Бедность была другим пороком, коим Тоби Накойчерт обязан был
врожденному недостатку своей матери. Он был беден до отвращения, а потому,
естественно, в риторических его фигурах никогда не слышался звон монет. Я не
припомню, чтоб он хоть раз сказал «Бьюсь об заклад на доллар». Нет, обычно
он говорил — «Готов спорить на что угодно», или «Пари на что угодно», или
«Пари на любую ерунду», или, наконец, что звучало, пожалуй, гораздо
внушительнее, — «Готов заложить черту голову!»
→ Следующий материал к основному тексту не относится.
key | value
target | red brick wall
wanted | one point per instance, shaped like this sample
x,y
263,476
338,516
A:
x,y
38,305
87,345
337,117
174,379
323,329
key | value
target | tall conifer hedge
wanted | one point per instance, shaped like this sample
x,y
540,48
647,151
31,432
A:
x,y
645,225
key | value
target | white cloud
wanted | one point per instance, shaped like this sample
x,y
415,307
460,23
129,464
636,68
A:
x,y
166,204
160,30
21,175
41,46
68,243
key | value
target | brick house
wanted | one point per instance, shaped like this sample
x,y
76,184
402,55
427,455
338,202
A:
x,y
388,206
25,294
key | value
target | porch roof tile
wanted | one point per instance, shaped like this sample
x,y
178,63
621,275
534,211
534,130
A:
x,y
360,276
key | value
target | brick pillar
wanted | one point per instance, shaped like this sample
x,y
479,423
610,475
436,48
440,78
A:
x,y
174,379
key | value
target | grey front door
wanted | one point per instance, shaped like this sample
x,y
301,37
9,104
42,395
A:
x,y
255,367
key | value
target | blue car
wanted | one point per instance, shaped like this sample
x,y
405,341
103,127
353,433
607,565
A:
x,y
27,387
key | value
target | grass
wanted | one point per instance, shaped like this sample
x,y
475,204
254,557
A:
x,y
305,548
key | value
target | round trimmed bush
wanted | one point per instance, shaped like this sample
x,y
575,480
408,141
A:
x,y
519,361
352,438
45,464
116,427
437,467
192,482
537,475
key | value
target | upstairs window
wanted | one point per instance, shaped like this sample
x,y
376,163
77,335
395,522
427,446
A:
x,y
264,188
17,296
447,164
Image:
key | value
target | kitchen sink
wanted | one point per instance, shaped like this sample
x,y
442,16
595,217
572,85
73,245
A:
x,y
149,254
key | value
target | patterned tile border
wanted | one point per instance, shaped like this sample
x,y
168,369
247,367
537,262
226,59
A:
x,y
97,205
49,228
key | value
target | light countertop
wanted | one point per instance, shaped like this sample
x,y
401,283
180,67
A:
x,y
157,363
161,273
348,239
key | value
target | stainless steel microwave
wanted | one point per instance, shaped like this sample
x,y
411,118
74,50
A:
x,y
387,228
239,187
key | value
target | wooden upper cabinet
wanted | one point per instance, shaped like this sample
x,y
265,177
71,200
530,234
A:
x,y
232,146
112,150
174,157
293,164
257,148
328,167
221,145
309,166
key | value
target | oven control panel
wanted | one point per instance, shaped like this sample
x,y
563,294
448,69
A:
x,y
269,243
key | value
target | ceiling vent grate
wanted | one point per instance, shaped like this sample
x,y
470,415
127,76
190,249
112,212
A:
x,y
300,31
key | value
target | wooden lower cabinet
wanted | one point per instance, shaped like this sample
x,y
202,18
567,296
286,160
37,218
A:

Эта последняя формула, видно, нравилась ему больше других, возможно,
потому, что риску тут было всего меньше, а Накойчерт в последнее время стал
крайне бережлив. Поймай его даже кто-нибудь на слове, что ж — невелика
потеря! Ведь голова-то у него тоже была невелика. Впрочем, все это просто
мои догадки, и я отнюдь не уверен, что поступаю правильно, приписывая ему
эти мысли. Как бы то ни было, выражение это с каждым днем нравилось ему все
больше, несмотря на чудовищное неприличие ставить в заклад, словно банкноты,
собственные мозги, но этого мой друг не понимал — в силу своей
испорченности, несомненно. Кончилось тем, что он отказался от всех других
формул и предался этой с таким усердием и упорством, что я только диву
давался. Впрочем, все это немало меня сердило, как сердят меня любые
обстоятельства, которых я не понимаю. Тайна заставляет человека думать — а
это вредно для здоровья. Признаюсь, было нечто неуловимое в манере, с
которой мистер Накойчерт выговаривал эту ужасную фразу, — нечто неуловимое в
самом произношении — что поначалу меня занимало, но понемногу стало
приводить в смущение — за неимением лучшего слова, позвольте назвать это
чем-то странным, хоть мистер Колридж назвал бы это мистическим, мистер Кант
— пантеистическим, мистер Карлейль — казуистическим, а мистер Эмерсон —
сверхвопросическим. Мне это не нравилось. Душа мистера Накойчерта была в
опасности. Я решил пустить в ход все свое красноречие и спасти его. Я
поклялся послужить ему так же, как святой Патрик {20*} в ирландской хронике
послужил жабе, то есть «пробудить в нем сознание собственного положения». Я
тотчас приступил к этой задаче. Снова я прибегнул к уговорам. Опять я собрал
все свои силы для последней попытки.
Как только я закончил свою проповедь, мистер Накойчерт повел себя самым
непонятным образом. Несколько минут он молчал — только смотрел с
любопытством мне в лицо. Потом склонил голову набок и вздернул брови. Потом
развел руками и пожал плечами. Потом подмигнул правым глазом. Потом повторил
эту операцию левым. Потом крепко зажмурил оба. Потом так широко раскрыл их,
что я начал серьезно опасаться за последствия. Затем приложил большой палец
к носу и произвел остальными неописуемые движения. Наконец подбоченился и
соблаговолил ответить.
Мне припоминаются лишь основные пункты этой речи. Он будет миг очень
признателен, если я буду держать язык за зубами. Ему мои советы не
требуются. Он презирает все мои инсинуации. Он уже не мальчик и может
позаботиться о себе сам. Я, видно, думал, что имею дело с младенцем? Мне что
— не нравится его поведение? Я что — решил его оскорбить? Я что — совсем
дурак? А моей родительнице известно, что я покинул домашний очаг? Он задает
мне этот вопрос как человек чести и почтет своим долгом поверить мне на
слово, Еще раз — он требует от меня ответа: знает ли моя матушка, что я
убежал из дому? Мое смущение меня выдает — он черту голову готов
прозакладывать, что ей это неизвестно.
Мистер Накойчерт не стал дожидаться моего ответа. Он круто повернулся и
без дальнейших околичностей покинул меня. Оно и к лучшему: чувства мои были
задеты. Я даже рассердился. Я готов был, против обыкновения, поймать его на
слове — и с удовольствием отплатил бы ему за оскорбление, выиграв для Врага
Человеческого небольшую головку мистера Накойчерта, — конечно, маменька моя
прекрасно знала о сугубо временном характере моей отлучки.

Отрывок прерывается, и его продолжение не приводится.